The Uncertainty of Risk

The startup economy is an example of an antifragile system rooted in optionality. Venture capitalists power the tech scene by making investments in nascent firms. These upfront costs are relatively small and capped. VC firms cannot lose more than they put in. But since there is no upper limit to success, the investment’s upside is potentially unbounded. Of course, venture capitalists need to make smart bets, but the business model doesn’t require them to be so good at predicting winners as to pick one every time. The payoffs from their few wildly successful investments more than make up for the capital lost to failures. While each startup is individually fragile, the startup economy as a whole is highly antifragile, and predictive accuracy is less important. Since the losses are finite and the gains are practically limitless, the antifragile startup economy benefits overall from greater variability in the success of new firms.

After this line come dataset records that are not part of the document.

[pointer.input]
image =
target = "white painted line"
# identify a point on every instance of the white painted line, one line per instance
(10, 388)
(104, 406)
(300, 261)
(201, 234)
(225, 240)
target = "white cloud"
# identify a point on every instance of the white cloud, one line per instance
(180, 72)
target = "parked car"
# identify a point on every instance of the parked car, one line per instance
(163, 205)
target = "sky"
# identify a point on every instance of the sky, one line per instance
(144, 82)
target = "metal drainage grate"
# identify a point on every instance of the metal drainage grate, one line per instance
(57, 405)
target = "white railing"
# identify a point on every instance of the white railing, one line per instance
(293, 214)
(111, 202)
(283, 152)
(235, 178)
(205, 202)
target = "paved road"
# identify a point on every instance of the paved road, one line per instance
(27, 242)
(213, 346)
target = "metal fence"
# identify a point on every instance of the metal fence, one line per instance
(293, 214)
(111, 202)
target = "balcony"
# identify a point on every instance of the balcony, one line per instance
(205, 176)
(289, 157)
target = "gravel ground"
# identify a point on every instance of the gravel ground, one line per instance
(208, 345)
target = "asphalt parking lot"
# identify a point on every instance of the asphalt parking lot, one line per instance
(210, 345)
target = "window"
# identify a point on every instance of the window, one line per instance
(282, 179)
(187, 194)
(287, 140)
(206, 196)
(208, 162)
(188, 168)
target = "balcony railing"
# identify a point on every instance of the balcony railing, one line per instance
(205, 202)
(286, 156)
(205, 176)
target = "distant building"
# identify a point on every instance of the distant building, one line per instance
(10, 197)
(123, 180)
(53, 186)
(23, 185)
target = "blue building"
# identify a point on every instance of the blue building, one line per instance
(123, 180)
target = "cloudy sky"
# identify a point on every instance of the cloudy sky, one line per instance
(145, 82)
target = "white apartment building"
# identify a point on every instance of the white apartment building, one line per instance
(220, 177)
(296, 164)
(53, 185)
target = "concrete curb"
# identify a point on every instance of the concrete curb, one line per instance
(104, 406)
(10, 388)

From a book review of Nate Silver's The Signal and the Noise, Nassim Nicholas Taleb's Antifragile, and James Owen Weatherall's The Physics of Wall Street at n+1.​

As the financial crises of the past three decades have painfully demonstrated, the global banking system is dangerously fragile. Financial institutions are so highly leveraged and so opaquely intertwined that the contagion from a wrong prediction (e.g. that housing prices will continue to rise) can quickly foment systemic crisis as debt payments balloon and asset values shrivel. When the credit markets lock up and vaunted banks are suddenly insolvent, the authorities’ solution has been to shore up underwater balance sheets with cheap government loans. While allowing a few Too Big To Fail banks to use their “toxic assets” as collateral for taxpayer-guaranteed loans makes their individual fiscal positions more robust, all this new debt leaves the market as a whole more fragile, since the financial system is more heavily leveraged and fire-sale mergers consolidate capital and risk into even fewer institutions. These “solutions” to past crises transferred fragility from the individual banks to the overall financial system, creating the conditions for future collapse.

Too Big To Fail is an implicit taxpayer guarantee for banks that privatizes profits and socializes losses. Markets have internalized this guarantee. The judgment that Too Big To Fail banks are, perversely, less risky is reflected in the lower interest rates that creditors demand on loans and deposits. Recent studies estimate that this government protection translates into an $83 billion annual subsidy to the ten largest American banks. This moral hazard rewards irresponsible risk taking, which management will rationalize ex post facto by claiming that no model could have predicted whatever crash just happened. Being Too Big To Fail means that predictors have no “skin in the game.” In making large bets, they get to keep the upside when their models work, but taxpayer bailouts protect them from market discipline when losses balloon and their possible failure put the overall economy at risk. To promote an antifragile economic system, bankers must be liable for the complex products they produce, each financial institution must be small enough to safely fail, and the amount of debt-financed leverage in the system overall must be reduced. These are the most urgent stakes obscured by the difficult mathematics of financial risk. Markets will never spontaneously adopt these reforms; only political pressure can force them.